CVE-2023-27350 merupakan kerentanan remote code execution kritis, sedangkan CVE-2023-27351 berkaitan dengan information disclosure.
Kedua celah tersebut dirangkai dalam serangan yang dikaitkan dengan kelompok ransomware LockBit dan Clop.
Tidak lama kemudian, kelompok hacking Iran yang didukung negara, termasuk MuddyWater dan APT35, juga diketahui ikut mengeksploitasi kerentanan PaperCut tersebut.
Fitur Print Archiving Pernah Disalahgunakan
Dalam kampanye sebelumnya, kelompok threat actor memanfaatkan fitur Print Archiving pada PaperCut.
Fitur tersebut dirancang untuk menyimpan dokumen yang dikirim melalui server pencetakan PaperCut. Karena itu, ketika server berhasil dikompromikan, data yang tersimpan melalui fitur tersebut dapat menjadi target berharga bagi penyerang.
Pada Mei 2023, FBI dan CISA juga memperingatkan bahwa kelompok Bl00dy Ransomware mulai mengeksploitasi CVE-2023-27350 untuk memperoleh akses awal ke jaringan target.
Kemudian pada Juli 2025, CISA memasukkan kerentanan remote code execution lain pada PaperCut, CVE-2023-2533, ke dalam daftar kerentanan yang diketahui telah dieksploitasi.
Riwayat tersebut memperlihatkan bahwa server PaperCut memiliki daya tarik tinggi bagi pelaku karena posisinya dalam jaringan organisasi sekaligus aksesnya terhadap berbagai informasi terkait aktivitas pencetakan.
Administrator Perlu Periksa Indikasi Kompromi
PaperCut telah menyediakan indicators of compromise (IoC) untuk membantu administrator mendeteksi aktivitas serangan yang sedang berlangsung.
Selain melakukan patch, organisasi sebaiknya tidak menganggap sistem otomatis aman hanya karena pembaruan telah dipasang.
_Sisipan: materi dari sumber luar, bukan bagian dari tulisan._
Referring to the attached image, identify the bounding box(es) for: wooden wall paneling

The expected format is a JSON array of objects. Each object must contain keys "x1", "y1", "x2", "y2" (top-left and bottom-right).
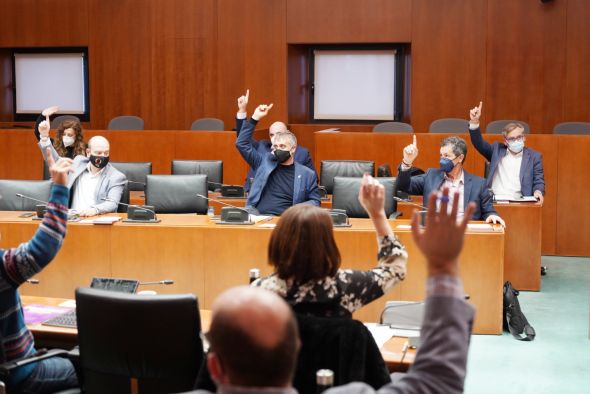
[
  {"x1": 483, "y1": 0, "x2": 566, "y2": 133},
  {"x1": 411, "y1": 0, "x2": 487, "y2": 130},
  {"x1": 150, "y1": 0, "x2": 219, "y2": 130},
  {"x1": 175, "y1": 131, "x2": 251, "y2": 185},
  {"x1": 217, "y1": 0, "x2": 287, "y2": 129},
  {"x1": 88, "y1": 0, "x2": 154, "y2": 129},
  {"x1": 0, "y1": 0, "x2": 89, "y2": 47},
  {"x1": 556, "y1": 135, "x2": 590, "y2": 256},
  {"x1": 287, "y1": 0, "x2": 413, "y2": 43},
  {"x1": 560, "y1": 0, "x2": 590, "y2": 122}
]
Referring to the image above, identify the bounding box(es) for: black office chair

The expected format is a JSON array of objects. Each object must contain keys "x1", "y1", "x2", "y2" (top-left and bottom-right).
[
  {"x1": 191, "y1": 118, "x2": 225, "y2": 131},
  {"x1": 428, "y1": 118, "x2": 469, "y2": 134},
  {"x1": 145, "y1": 175, "x2": 209, "y2": 214},
  {"x1": 486, "y1": 119, "x2": 531, "y2": 134},
  {"x1": 320, "y1": 160, "x2": 375, "y2": 194},
  {"x1": 107, "y1": 115, "x2": 144, "y2": 130},
  {"x1": 172, "y1": 160, "x2": 223, "y2": 191},
  {"x1": 0, "y1": 179, "x2": 51, "y2": 211},
  {"x1": 111, "y1": 161, "x2": 152, "y2": 191},
  {"x1": 76, "y1": 288, "x2": 203, "y2": 394},
  {"x1": 373, "y1": 122, "x2": 414, "y2": 133},
  {"x1": 332, "y1": 176, "x2": 399, "y2": 219}
]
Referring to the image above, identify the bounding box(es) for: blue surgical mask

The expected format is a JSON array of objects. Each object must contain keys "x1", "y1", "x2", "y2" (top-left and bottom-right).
[
  {"x1": 439, "y1": 157, "x2": 455, "y2": 174},
  {"x1": 508, "y1": 140, "x2": 524, "y2": 153}
]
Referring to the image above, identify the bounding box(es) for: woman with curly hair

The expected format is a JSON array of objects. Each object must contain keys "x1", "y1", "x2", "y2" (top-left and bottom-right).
[{"x1": 35, "y1": 106, "x2": 86, "y2": 159}]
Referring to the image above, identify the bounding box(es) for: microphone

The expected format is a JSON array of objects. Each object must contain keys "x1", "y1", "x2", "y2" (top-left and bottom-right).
[
  {"x1": 139, "y1": 279, "x2": 174, "y2": 286},
  {"x1": 197, "y1": 193, "x2": 254, "y2": 224},
  {"x1": 102, "y1": 197, "x2": 160, "y2": 223}
]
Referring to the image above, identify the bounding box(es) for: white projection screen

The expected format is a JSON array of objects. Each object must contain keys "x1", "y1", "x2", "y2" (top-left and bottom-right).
[
  {"x1": 313, "y1": 49, "x2": 396, "y2": 120},
  {"x1": 14, "y1": 52, "x2": 86, "y2": 114}
]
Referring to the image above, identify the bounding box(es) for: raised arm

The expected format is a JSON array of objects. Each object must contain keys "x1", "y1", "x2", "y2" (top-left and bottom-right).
[
  {"x1": 0, "y1": 152, "x2": 72, "y2": 287},
  {"x1": 469, "y1": 101, "x2": 493, "y2": 161}
]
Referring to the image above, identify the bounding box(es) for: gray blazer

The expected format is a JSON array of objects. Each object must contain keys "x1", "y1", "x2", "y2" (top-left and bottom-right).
[
  {"x1": 38, "y1": 143, "x2": 127, "y2": 214},
  {"x1": 326, "y1": 297, "x2": 475, "y2": 394}
]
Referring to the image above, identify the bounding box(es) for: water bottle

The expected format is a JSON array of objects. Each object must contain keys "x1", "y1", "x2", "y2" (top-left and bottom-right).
[
  {"x1": 315, "y1": 369, "x2": 334, "y2": 394},
  {"x1": 249, "y1": 268, "x2": 260, "y2": 283}
]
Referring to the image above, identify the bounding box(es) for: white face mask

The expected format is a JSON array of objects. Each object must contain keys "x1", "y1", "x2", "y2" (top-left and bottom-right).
[{"x1": 62, "y1": 135, "x2": 76, "y2": 148}]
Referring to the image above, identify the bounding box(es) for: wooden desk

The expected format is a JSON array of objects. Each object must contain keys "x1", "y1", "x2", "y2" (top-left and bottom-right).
[
  {"x1": 21, "y1": 295, "x2": 416, "y2": 372},
  {"x1": 0, "y1": 211, "x2": 504, "y2": 334}
]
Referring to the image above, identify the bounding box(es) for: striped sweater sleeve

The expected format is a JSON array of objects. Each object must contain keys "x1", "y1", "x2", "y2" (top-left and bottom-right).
[{"x1": 0, "y1": 184, "x2": 68, "y2": 288}]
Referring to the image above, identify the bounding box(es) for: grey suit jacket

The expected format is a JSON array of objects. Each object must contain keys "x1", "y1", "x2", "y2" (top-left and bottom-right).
[
  {"x1": 326, "y1": 297, "x2": 475, "y2": 394},
  {"x1": 38, "y1": 143, "x2": 127, "y2": 214}
]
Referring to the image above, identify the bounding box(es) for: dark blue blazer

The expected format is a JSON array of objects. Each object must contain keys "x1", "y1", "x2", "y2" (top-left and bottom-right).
[
  {"x1": 469, "y1": 127, "x2": 545, "y2": 196},
  {"x1": 396, "y1": 168, "x2": 498, "y2": 220},
  {"x1": 236, "y1": 118, "x2": 317, "y2": 189},
  {"x1": 236, "y1": 119, "x2": 320, "y2": 211}
]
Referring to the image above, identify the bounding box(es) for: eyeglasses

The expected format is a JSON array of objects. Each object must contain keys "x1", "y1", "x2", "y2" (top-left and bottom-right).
[{"x1": 506, "y1": 134, "x2": 524, "y2": 142}]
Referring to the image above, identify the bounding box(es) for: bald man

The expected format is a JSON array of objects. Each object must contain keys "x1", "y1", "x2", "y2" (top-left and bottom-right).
[
  {"x1": 236, "y1": 89, "x2": 316, "y2": 191},
  {"x1": 39, "y1": 121, "x2": 127, "y2": 217},
  {"x1": 196, "y1": 286, "x2": 300, "y2": 394}
]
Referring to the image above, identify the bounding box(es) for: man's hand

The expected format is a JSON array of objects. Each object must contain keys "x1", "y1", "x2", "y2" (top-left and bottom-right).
[
  {"x1": 45, "y1": 148, "x2": 73, "y2": 186},
  {"x1": 469, "y1": 101, "x2": 483, "y2": 125},
  {"x1": 486, "y1": 215, "x2": 506, "y2": 228},
  {"x1": 412, "y1": 187, "x2": 475, "y2": 276},
  {"x1": 533, "y1": 190, "x2": 545, "y2": 204},
  {"x1": 39, "y1": 118, "x2": 50, "y2": 139},
  {"x1": 78, "y1": 208, "x2": 98, "y2": 217},
  {"x1": 238, "y1": 89, "x2": 250, "y2": 113},
  {"x1": 359, "y1": 174, "x2": 385, "y2": 218},
  {"x1": 252, "y1": 104, "x2": 273, "y2": 121},
  {"x1": 41, "y1": 105, "x2": 59, "y2": 118},
  {"x1": 404, "y1": 134, "x2": 418, "y2": 166}
]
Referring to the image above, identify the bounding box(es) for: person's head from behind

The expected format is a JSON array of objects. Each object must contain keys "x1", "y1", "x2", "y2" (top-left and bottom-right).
[
  {"x1": 271, "y1": 131, "x2": 297, "y2": 165},
  {"x1": 440, "y1": 136, "x2": 467, "y2": 173},
  {"x1": 54, "y1": 119, "x2": 84, "y2": 156},
  {"x1": 268, "y1": 204, "x2": 341, "y2": 284},
  {"x1": 207, "y1": 286, "x2": 300, "y2": 387},
  {"x1": 502, "y1": 122, "x2": 526, "y2": 153},
  {"x1": 86, "y1": 135, "x2": 110, "y2": 169}
]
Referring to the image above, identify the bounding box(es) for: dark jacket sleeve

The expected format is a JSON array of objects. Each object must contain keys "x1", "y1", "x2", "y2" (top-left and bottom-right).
[
  {"x1": 469, "y1": 127, "x2": 493, "y2": 162},
  {"x1": 236, "y1": 119, "x2": 262, "y2": 169}
]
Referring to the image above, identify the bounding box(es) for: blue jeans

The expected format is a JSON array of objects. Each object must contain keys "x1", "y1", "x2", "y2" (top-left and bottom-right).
[{"x1": 19, "y1": 357, "x2": 78, "y2": 393}]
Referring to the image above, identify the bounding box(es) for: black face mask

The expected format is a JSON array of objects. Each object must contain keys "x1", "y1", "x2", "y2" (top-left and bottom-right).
[
  {"x1": 273, "y1": 149, "x2": 291, "y2": 163},
  {"x1": 88, "y1": 155, "x2": 109, "y2": 170}
]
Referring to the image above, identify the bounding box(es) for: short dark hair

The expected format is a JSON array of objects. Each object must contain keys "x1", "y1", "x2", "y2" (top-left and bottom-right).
[
  {"x1": 268, "y1": 205, "x2": 341, "y2": 284},
  {"x1": 440, "y1": 136, "x2": 467, "y2": 163},
  {"x1": 207, "y1": 306, "x2": 299, "y2": 387}
]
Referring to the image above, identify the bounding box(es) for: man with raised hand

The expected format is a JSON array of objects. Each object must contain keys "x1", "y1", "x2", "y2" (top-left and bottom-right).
[
  {"x1": 469, "y1": 101, "x2": 545, "y2": 203},
  {"x1": 236, "y1": 104, "x2": 320, "y2": 215},
  {"x1": 39, "y1": 117, "x2": 127, "y2": 216},
  {"x1": 326, "y1": 187, "x2": 475, "y2": 394},
  {"x1": 396, "y1": 135, "x2": 506, "y2": 227},
  {"x1": 236, "y1": 89, "x2": 316, "y2": 191},
  {"x1": 0, "y1": 148, "x2": 78, "y2": 393}
]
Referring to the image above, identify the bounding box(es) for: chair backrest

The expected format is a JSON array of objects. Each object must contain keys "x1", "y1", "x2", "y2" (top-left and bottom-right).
[
  {"x1": 191, "y1": 118, "x2": 225, "y2": 131},
  {"x1": 293, "y1": 314, "x2": 391, "y2": 393},
  {"x1": 172, "y1": 160, "x2": 223, "y2": 191},
  {"x1": 373, "y1": 122, "x2": 414, "y2": 133},
  {"x1": 51, "y1": 115, "x2": 80, "y2": 129},
  {"x1": 486, "y1": 119, "x2": 531, "y2": 134},
  {"x1": 0, "y1": 179, "x2": 51, "y2": 211},
  {"x1": 320, "y1": 160, "x2": 375, "y2": 194},
  {"x1": 145, "y1": 175, "x2": 209, "y2": 214},
  {"x1": 428, "y1": 118, "x2": 469, "y2": 133},
  {"x1": 111, "y1": 161, "x2": 152, "y2": 191},
  {"x1": 332, "y1": 176, "x2": 397, "y2": 218},
  {"x1": 107, "y1": 115, "x2": 143, "y2": 130},
  {"x1": 553, "y1": 122, "x2": 590, "y2": 135},
  {"x1": 76, "y1": 288, "x2": 203, "y2": 394}
]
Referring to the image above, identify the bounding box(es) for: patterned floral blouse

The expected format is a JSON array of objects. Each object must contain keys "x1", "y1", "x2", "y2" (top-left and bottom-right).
[{"x1": 252, "y1": 236, "x2": 408, "y2": 317}]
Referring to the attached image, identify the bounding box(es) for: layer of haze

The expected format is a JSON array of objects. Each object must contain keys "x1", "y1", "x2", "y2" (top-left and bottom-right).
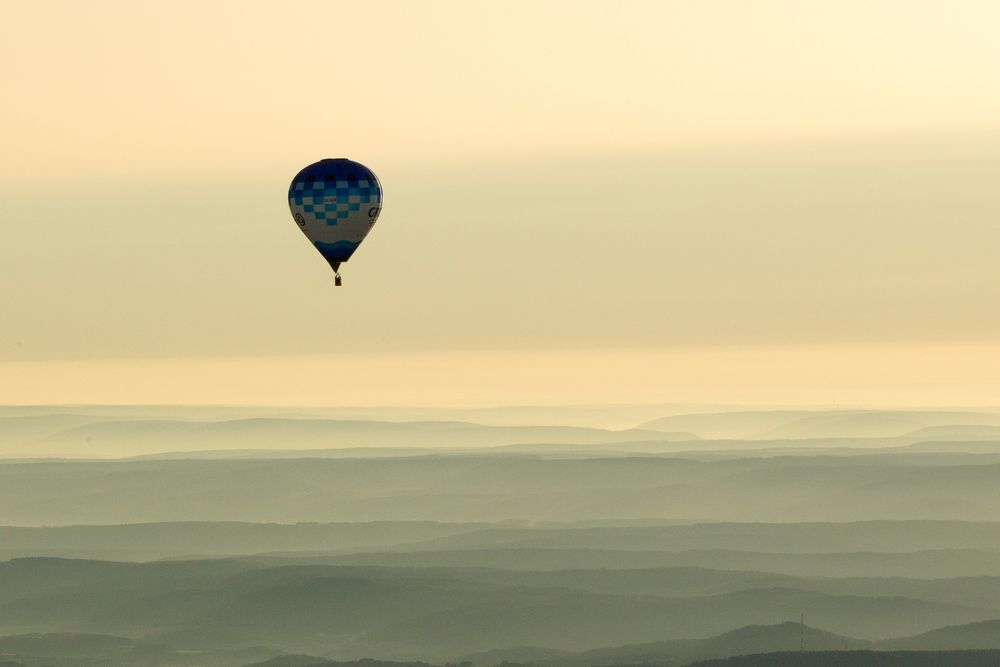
[{"x1": 0, "y1": 1, "x2": 1000, "y2": 404}]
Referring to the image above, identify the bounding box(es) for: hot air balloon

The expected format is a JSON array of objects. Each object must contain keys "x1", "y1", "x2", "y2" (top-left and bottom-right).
[{"x1": 288, "y1": 158, "x2": 382, "y2": 287}]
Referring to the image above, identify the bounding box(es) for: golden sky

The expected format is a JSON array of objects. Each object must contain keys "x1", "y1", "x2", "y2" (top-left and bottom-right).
[{"x1": 0, "y1": 0, "x2": 1000, "y2": 404}]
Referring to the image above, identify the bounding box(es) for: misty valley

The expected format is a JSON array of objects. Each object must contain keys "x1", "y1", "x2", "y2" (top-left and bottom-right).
[{"x1": 0, "y1": 406, "x2": 1000, "y2": 667}]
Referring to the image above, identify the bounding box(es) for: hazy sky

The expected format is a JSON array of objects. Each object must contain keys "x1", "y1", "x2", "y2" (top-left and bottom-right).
[{"x1": 0, "y1": 0, "x2": 1000, "y2": 404}]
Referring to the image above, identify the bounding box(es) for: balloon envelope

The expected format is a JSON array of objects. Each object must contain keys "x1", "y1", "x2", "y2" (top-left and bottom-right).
[{"x1": 288, "y1": 158, "x2": 382, "y2": 271}]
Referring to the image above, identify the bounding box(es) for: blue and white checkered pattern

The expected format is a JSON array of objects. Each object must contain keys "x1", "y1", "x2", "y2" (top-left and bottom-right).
[{"x1": 289, "y1": 178, "x2": 381, "y2": 225}]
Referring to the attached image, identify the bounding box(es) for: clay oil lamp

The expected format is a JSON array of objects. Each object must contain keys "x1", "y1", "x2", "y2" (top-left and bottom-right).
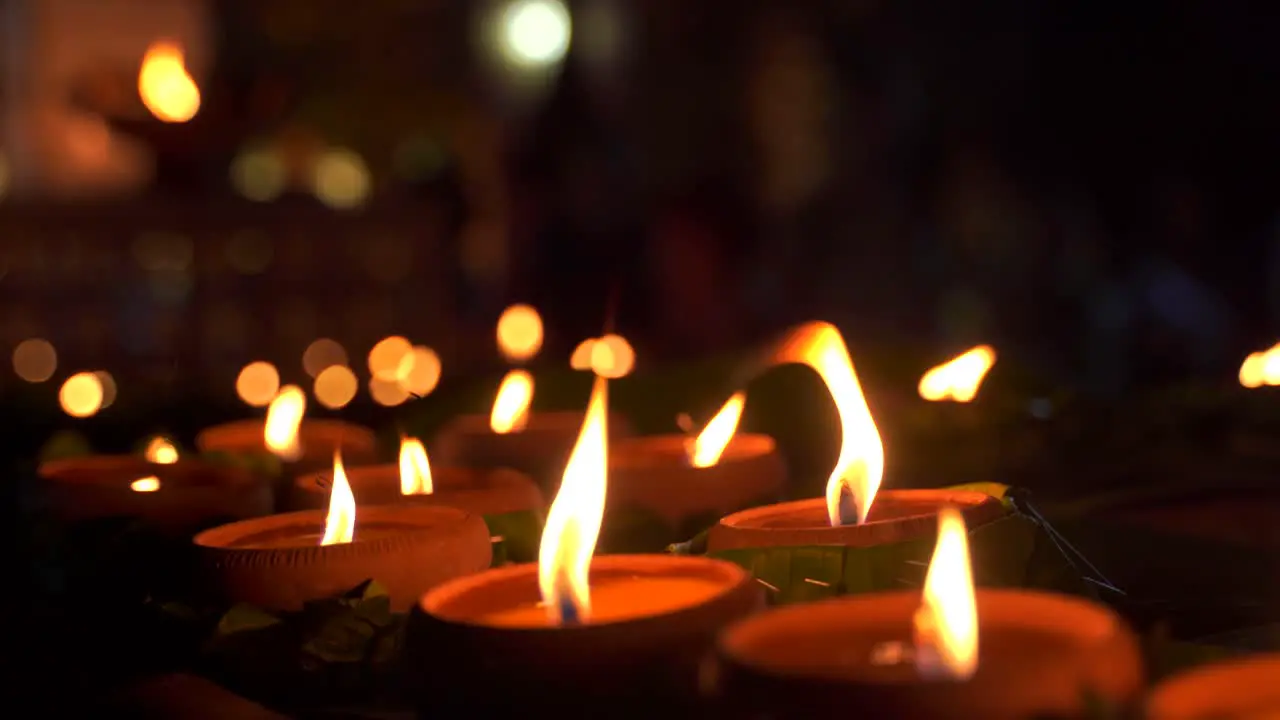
[
  {"x1": 196, "y1": 386, "x2": 378, "y2": 475},
  {"x1": 408, "y1": 378, "x2": 763, "y2": 717},
  {"x1": 195, "y1": 455, "x2": 492, "y2": 611},
  {"x1": 709, "y1": 507, "x2": 1143, "y2": 720},
  {"x1": 431, "y1": 305, "x2": 627, "y2": 493},
  {"x1": 701, "y1": 323, "x2": 1006, "y2": 552},
  {"x1": 1146, "y1": 653, "x2": 1280, "y2": 720},
  {"x1": 294, "y1": 430, "x2": 545, "y2": 561},
  {"x1": 38, "y1": 437, "x2": 271, "y2": 537}
]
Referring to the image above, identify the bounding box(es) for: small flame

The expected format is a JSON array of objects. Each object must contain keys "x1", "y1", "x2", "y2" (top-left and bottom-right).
[
  {"x1": 489, "y1": 370, "x2": 534, "y2": 434},
  {"x1": 146, "y1": 436, "x2": 178, "y2": 465},
  {"x1": 920, "y1": 345, "x2": 996, "y2": 402},
  {"x1": 262, "y1": 386, "x2": 307, "y2": 460},
  {"x1": 401, "y1": 437, "x2": 433, "y2": 495},
  {"x1": 538, "y1": 377, "x2": 609, "y2": 624},
  {"x1": 138, "y1": 42, "x2": 200, "y2": 123},
  {"x1": 689, "y1": 392, "x2": 746, "y2": 468},
  {"x1": 129, "y1": 475, "x2": 160, "y2": 492},
  {"x1": 913, "y1": 507, "x2": 978, "y2": 680},
  {"x1": 320, "y1": 452, "x2": 356, "y2": 544}
]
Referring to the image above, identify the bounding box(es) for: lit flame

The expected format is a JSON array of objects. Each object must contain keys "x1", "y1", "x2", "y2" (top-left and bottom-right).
[
  {"x1": 262, "y1": 386, "x2": 307, "y2": 459},
  {"x1": 129, "y1": 475, "x2": 160, "y2": 492},
  {"x1": 689, "y1": 392, "x2": 746, "y2": 468},
  {"x1": 538, "y1": 377, "x2": 608, "y2": 624},
  {"x1": 913, "y1": 507, "x2": 978, "y2": 680},
  {"x1": 146, "y1": 436, "x2": 178, "y2": 465},
  {"x1": 138, "y1": 42, "x2": 200, "y2": 123},
  {"x1": 320, "y1": 452, "x2": 356, "y2": 544},
  {"x1": 489, "y1": 370, "x2": 534, "y2": 434},
  {"x1": 1240, "y1": 343, "x2": 1280, "y2": 388},
  {"x1": 401, "y1": 437, "x2": 433, "y2": 495},
  {"x1": 920, "y1": 345, "x2": 996, "y2": 402}
]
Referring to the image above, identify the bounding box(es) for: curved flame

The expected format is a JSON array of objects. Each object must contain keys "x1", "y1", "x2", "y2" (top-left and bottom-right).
[
  {"x1": 143, "y1": 436, "x2": 178, "y2": 465},
  {"x1": 399, "y1": 437, "x2": 434, "y2": 495},
  {"x1": 320, "y1": 452, "x2": 356, "y2": 544},
  {"x1": 262, "y1": 386, "x2": 307, "y2": 460},
  {"x1": 913, "y1": 507, "x2": 978, "y2": 680},
  {"x1": 919, "y1": 345, "x2": 996, "y2": 402},
  {"x1": 538, "y1": 377, "x2": 608, "y2": 623},
  {"x1": 138, "y1": 42, "x2": 200, "y2": 123},
  {"x1": 489, "y1": 370, "x2": 534, "y2": 434}
]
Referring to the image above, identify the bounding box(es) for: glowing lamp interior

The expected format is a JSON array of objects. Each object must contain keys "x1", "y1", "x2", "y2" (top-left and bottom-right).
[
  {"x1": 489, "y1": 370, "x2": 534, "y2": 434},
  {"x1": 129, "y1": 475, "x2": 160, "y2": 492},
  {"x1": 689, "y1": 392, "x2": 746, "y2": 468},
  {"x1": 145, "y1": 436, "x2": 178, "y2": 465},
  {"x1": 320, "y1": 452, "x2": 356, "y2": 544},
  {"x1": 913, "y1": 507, "x2": 978, "y2": 680},
  {"x1": 538, "y1": 377, "x2": 608, "y2": 624},
  {"x1": 401, "y1": 437, "x2": 433, "y2": 495},
  {"x1": 138, "y1": 42, "x2": 200, "y2": 123},
  {"x1": 919, "y1": 345, "x2": 996, "y2": 402},
  {"x1": 262, "y1": 386, "x2": 307, "y2": 460}
]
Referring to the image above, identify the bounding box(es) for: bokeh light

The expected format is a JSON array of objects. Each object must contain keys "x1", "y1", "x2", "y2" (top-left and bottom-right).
[
  {"x1": 499, "y1": 0, "x2": 572, "y2": 68},
  {"x1": 369, "y1": 336, "x2": 413, "y2": 383},
  {"x1": 369, "y1": 378, "x2": 408, "y2": 407},
  {"x1": 93, "y1": 370, "x2": 116, "y2": 410},
  {"x1": 13, "y1": 337, "x2": 58, "y2": 383},
  {"x1": 312, "y1": 365, "x2": 360, "y2": 410},
  {"x1": 498, "y1": 305, "x2": 543, "y2": 361},
  {"x1": 311, "y1": 149, "x2": 371, "y2": 210},
  {"x1": 58, "y1": 373, "x2": 102, "y2": 418},
  {"x1": 396, "y1": 345, "x2": 442, "y2": 397},
  {"x1": 236, "y1": 360, "x2": 280, "y2": 407},
  {"x1": 302, "y1": 337, "x2": 347, "y2": 378}
]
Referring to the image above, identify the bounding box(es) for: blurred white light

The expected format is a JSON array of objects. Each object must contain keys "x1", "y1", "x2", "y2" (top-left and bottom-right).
[{"x1": 502, "y1": 0, "x2": 572, "y2": 68}]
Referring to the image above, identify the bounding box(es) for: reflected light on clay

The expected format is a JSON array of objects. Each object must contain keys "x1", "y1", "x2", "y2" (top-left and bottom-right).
[{"x1": 236, "y1": 360, "x2": 280, "y2": 407}]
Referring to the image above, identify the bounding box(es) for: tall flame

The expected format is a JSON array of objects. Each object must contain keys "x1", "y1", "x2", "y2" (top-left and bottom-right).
[
  {"x1": 919, "y1": 345, "x2": 996, "y2": 402},
  {"x1": 689, "y1": 392, "x2": 746, "y2": 468},
  {"x1": 138, "y1": 42, "x2": 200, "y2": 123},
  {"x1": 489, "y1": 370, "x2": 534, "y2": 434},
  {"x1": 538, "y1": 377, "x2": 609, "y2": 624},
  {"x1": 401, "y1": 437, "x2": 433, "y2": 495},
  {"x1": 320, "y1": 452, "x2": 356, "y2": 544},
  {"x1": 262, "y1": 386, "x2": 307, "y2": 460},
  {"x1": 913, "y1": 507, "x2": 978, "y2": 680},
  {"x1": 143, "y1": 436, "x2": 178, "y2": 465}
]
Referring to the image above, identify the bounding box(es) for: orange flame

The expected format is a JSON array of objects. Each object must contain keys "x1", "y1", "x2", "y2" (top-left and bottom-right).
[
  {"x1": 262, "y1": 386, "x2": 307, "y2": 460},
  {"x1": 913, "y1": 507, "x2": 978, "y2": 680},
  {"x1": 138, "y1": 42, "x2": 200, "y2": 123},
  {"x1": 129, "y1": 475, "x2": 160, "y2": 492},
  {"x1": 919, "y1": 345, "x2": 996, "y2": 402},
  {"x1": 489, "y1": 370, "x2": 534, "y2": 434},
  {"x1": 320, "y1": 452, "x2": 356, "y2": 544},
  {"x1": 145, "y1": 436, "x2": 178, "y2": 465},
  {"x1": 538, "y1": 377, "x2": 609, "y2": 624},
  {"x1": 401, "y1": 437, "x2": 433, "y2": 495}
]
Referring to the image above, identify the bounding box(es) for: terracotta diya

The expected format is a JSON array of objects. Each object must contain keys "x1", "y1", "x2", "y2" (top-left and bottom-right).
[
  {"x1": 38, "y1": 455, "x2": 273, "y2": 532},
  {"x1": 195, "y1": 457, "x2": 492, "y2": 611},
  {"x1": 410, "y1": 378, "x2": 763, "y2": 717},
  {"x1": 708, "y1": 510, "x2": 1143, "y2": 719},
  {"x1": 1146, "y1": 653, "x2": 1280, "y2": 720}
]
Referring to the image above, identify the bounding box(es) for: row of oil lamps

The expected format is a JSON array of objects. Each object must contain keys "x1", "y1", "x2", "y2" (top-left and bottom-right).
[{"x1": 44, "y1": 323, "x2": 1280, "y2": 719}]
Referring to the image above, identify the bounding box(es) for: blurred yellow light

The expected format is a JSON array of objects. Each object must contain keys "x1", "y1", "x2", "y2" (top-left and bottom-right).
[
  {"x1": 312, "y1": 365, "x2": 360, "y2": 410},
  {"x1": 302, "y1": 337, "x2": 347, "y2": 378},
  {"x1": 369, "y1": 336, "x2": 413, "y2": 383},
  {"x1": 236, "y1": 360, "x2": 280, "y2": 407},
  {"x1": 58, "y1": 373, "x2": 102, "y2": 418},
  {"x1": 396, "y1": 345, "x2": 440, "y2": 397},
  {"x1": 13, "y1": 337, "x2": 58, "y2": 383},
  {"x1": 369, "y1": 378, "x2": 408, "y2": 407}
]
Jika server sebelumnya terekspos saat masih rentan, pemeriksaan terhadap log dan aktivitas database tetap diperlukan.
Hal ini penting karena update tidak menghapus jejak atau perubahan yang mungkin telah dibuat penyerang sebelum patch diterapkan.
Dengan eksploitasi CVE-2026-81578 dan CVE-2026-82078 yang kini digunakan untuk pencurian data, organisasi yang menjalankan PaperCut NG atau MF perlu menganggap server yang belum diperbarui sebagai target berisiko tinggi.